Jefferson Health partners with digital health venture capital firm
Jefferson Health on Monday announced an innovation partnership with General Catalyst, where the nonprofit healthcare system will be able to tap into a range of tech companies to support its digital transformation efforts.
Philadelphia-based Jefferson Health will have access to companies in the General Catalyst Medicare Network, a group that includes health technology companies in which the company has invested. Medicare describes a shift away from so-called âsickness careâ and towards a healthcare system that provides more proactive and preventive patient care.
Jefferson Health will leverage the network to identify and deploy tools that improve the patient experience and virtual care, ease its transition to value-based care, and diversify its revenue streams, among other goals. This includes integrating tools between companies and co-developing tools with them, rather than buying single products.

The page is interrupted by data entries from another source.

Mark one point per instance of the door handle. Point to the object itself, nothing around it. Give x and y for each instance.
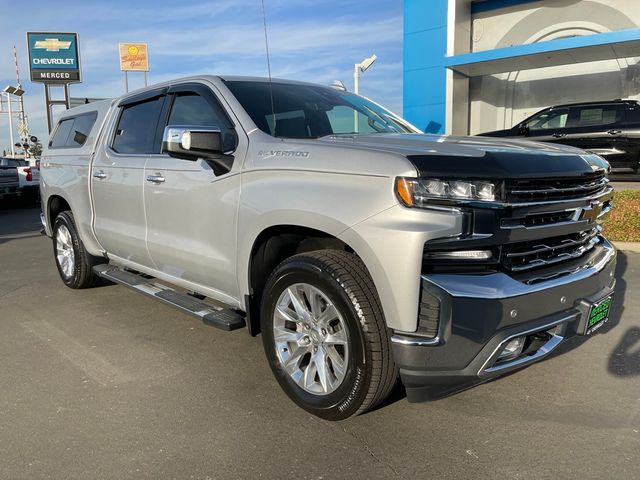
(155, 179)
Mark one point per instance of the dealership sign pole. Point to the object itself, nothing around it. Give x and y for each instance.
(54, 59)
(134, 57)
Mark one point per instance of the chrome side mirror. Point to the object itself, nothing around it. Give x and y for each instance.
(192, 142)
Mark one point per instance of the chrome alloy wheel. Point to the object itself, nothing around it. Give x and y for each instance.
(64, 251)
(311, 339)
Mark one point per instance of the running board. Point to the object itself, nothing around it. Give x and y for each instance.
(223, 318)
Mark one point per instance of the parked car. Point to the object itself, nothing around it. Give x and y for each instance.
(610, 129)
(9, 181)
(450, 261)
(28, 176)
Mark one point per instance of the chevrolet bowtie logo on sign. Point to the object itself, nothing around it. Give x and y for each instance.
(53, 57)
(52, 45)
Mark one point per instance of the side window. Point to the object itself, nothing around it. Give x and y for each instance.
(291, 124)
(62, 132)
(553, 119)
(598, 115)
(73, 132)
(81, 129)
(136, 127)
(195, 110)
(633, 114)
(342, 120)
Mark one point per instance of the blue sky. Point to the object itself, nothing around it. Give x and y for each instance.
(312, 41)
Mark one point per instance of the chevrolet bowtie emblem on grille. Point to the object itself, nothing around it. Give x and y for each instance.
(52, 44)
(592, 212)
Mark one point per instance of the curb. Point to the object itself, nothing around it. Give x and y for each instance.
(628, 246)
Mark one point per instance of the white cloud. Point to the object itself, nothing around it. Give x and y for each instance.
(307, 41)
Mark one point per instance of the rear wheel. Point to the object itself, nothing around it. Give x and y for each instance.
(75, 265)
(324, 334)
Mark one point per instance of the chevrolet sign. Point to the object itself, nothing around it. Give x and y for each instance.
(53, 57)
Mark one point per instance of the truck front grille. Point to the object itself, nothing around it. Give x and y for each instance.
(554, 189)
(521, 256)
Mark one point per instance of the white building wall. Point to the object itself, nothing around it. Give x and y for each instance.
(501, 101)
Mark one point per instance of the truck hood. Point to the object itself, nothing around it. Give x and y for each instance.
(479, 157)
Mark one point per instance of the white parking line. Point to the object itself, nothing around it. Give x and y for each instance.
(89, 361)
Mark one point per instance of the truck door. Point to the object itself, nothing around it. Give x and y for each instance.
(191, 207)
(117, 178)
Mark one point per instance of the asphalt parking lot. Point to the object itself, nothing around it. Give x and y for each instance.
(105, 383)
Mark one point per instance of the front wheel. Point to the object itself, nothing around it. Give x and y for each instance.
(324, 334)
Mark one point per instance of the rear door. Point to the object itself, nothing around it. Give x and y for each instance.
(117, 178)
(191, 207)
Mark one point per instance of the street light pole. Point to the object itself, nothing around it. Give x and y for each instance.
(357, 68)
(13, 148)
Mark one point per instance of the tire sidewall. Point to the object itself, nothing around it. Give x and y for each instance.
(346, 399)
(67, 220)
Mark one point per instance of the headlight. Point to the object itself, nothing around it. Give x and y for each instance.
(417, 192)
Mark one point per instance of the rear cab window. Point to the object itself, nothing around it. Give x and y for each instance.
(550, 119)
(73, 131)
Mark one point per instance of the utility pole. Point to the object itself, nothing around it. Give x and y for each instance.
(23, 126)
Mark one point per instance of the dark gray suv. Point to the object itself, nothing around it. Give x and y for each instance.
(610, 129)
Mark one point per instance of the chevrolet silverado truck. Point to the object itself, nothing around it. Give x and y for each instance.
(359, 248)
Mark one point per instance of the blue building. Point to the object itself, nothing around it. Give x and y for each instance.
(474, 66)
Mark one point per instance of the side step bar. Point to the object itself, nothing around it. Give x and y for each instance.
(223, 318)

“While we are co-developing – and in some cases co-investing -[it] really creates a whole different model [for our innovation pillar]”said Dr. Stephen Klasko, CEO of Jefferson Health and President of Thomas Jefferson University, on a call with reporters Monday.
Klasko announced last week that he would be retiring at the end of the year.
The partnership builds on previous collaborations between Klasko and Hemant Taneja, Managing Partner of General Catalyst. Last year, Klasko and Taneja co-authored a book outlining their vision for Medicare and the need to move towards a system that prioritizes preventative care.
The new partnership is unrelated to Health Assurance Acquisition Corp., a specialist acquisition company that Klasko and Taneja formed with former Livongo executives last year, according to Taneja.
Jefferson Health is still in the “early stages” of partnering with General Catalyst and has yet to determine what the financial details of the work will look like, according to Patricia Wellenbach, chairman of the health system board. Ideally, the technologies and services resulting from this partnership will reduce the cost of care.
“We are exploring all the financial parameters that surround it,” she said. “There will be more details to come.”
General Catalyst’s health insurance network includes software companies like Commure, Olive, Tendo, and Transcarent. According to Taneja, General Catalyst intends to perform a program management function, helping to connect companies in the network so that their products can exchange data with each other and be part of an integrated ecosystem.
Tendo, a digital engagement company, launched with support from Jefferson Health and General Catalyst earlier this year. Jefferson Health works closely with Tendo and enlists the company to help it adapt or even create engagement tools for patients and clinicians when it identifies gaps it needs to fill, according to Klasko. This can fuel the development of new products that Tendo can sell to other customers in the healthcare system.
The partnership with Jefferson Health is part of General Catalyst’s effort to reinvent the way a venture capitalist works with finance companies and helps them build them.
âHealthcare transformation is too big for a single business, it’s really going to take an ecosystem,â Taneja said. “We are very grateful to the leadership at Jefferson for being partners in making this, first and foremost, here in Philadelphia, and then making it a model for the rest of the country.”
General Catalyst was the number one investor in digital health in the third quarter of 2021, according to data from Digital Health Business & Technology, as it participated in nine funding rounds. The company has enjoyed great success as an early-stage investor in Livongo – which has since been acquired by Teladoc Health – and Oscar, as well as an investor in companies like Airbnb, Grammarly, Kayak and Snap and Warby Parker outside of care. health.